Consumers using more credit
Credit freezes and cuts to credit limits reduce consumers’ access to credit. This could happen just as people are relying more on their credit cards.
A recent Credit Sesame survey found that the percentage of credit card customers using at least three-quarters of their credit limit has jumped this year:
More people are running close to the limit on their credit cards this year. At the same time, credit card companies have increased credit freezes and may start reducing credit limits.
That’s why credit card companies and their customers are on a collision course.
Impact on consumers
The combination of these trends could impact consumers in three important ways:
- Credit available may be more limited. You may be counting on that credit to help see you through tough times. Unfortunately, a combination of higher credit freezes and lower credit limits may give you less credit to lean on.

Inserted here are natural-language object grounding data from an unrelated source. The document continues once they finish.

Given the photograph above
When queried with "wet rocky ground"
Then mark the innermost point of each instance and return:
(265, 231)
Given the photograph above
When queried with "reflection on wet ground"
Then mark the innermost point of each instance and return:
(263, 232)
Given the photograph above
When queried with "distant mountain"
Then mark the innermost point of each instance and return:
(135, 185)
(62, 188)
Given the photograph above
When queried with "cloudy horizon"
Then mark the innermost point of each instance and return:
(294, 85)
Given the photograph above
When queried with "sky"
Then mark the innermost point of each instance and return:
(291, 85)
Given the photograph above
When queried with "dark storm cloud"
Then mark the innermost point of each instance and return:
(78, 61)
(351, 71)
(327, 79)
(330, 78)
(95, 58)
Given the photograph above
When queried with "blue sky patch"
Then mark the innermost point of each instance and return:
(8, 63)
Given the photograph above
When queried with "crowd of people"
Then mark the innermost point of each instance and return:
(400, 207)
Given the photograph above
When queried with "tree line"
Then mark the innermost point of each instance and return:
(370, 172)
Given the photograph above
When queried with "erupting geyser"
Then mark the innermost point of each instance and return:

- Available credit should be monitored. You may never have exceeded your credit limit before but that could change. Since there may be less available than you’re used to, make sure you regularly check how much is left.
- Credit score go down. Higher credit freezes and lower limits could cause you to use a higher percentage of your available credit. That percentage is known as credit utilization, and a higher rate of credit utilization can hurt your credit score.
Adjusting your credit use
Given these conditions, there are three things you should consider doing to make sure your credit is available when you need it:
- Limit credit card spending. Tightening up your budget is always a good idea in a shaky economy. Plus, cutting back on credit card use is a good strategy when interest rates are rising.
- Pay down balances sooner. With the possibility of credit limits being cut, make it a priority to pay down balances as fast as possible. This helps your credit score by limiting credit utilization. It also keeps some of your credit limit available for when you really need it.
- Shop for better terms. Between rising interest rates and the possibility of credit limits being lowered, this may be a good time to shop for a new credit card with better terms. Plan carefully though, because opening too many credit accounts at one time can hurt your credit score.
Navigating to avoid the collision is tricky, but may be necessary to preserve your credit. As a side benefit, these same moves should also reduce your exposure to this year’s rising interest rates.
You may also be interested in:
- Maximize Your Credit Card Payments to Minimize Your Costs
- Record Credit Card Use in March 2022 Comes at the Wrong Time
Disclaimer: The article and information provided here is for informational purposes only and is not intended as a substitute for professional advice.
Survey methodology
The Credit Sesame Personal Finance and Credit Survey 2022 was designed and executed by Credit Sesame using the Momentive Inc. survey tool. General population data was collected online May 20-21, 2022. The survey sample comprised 1,222 U.S. residents aged 18 to 99 years balanced for age and gender using U.S. Census data. The sample data is accurate to within + 2.88 percentage points using a 95% confidence level.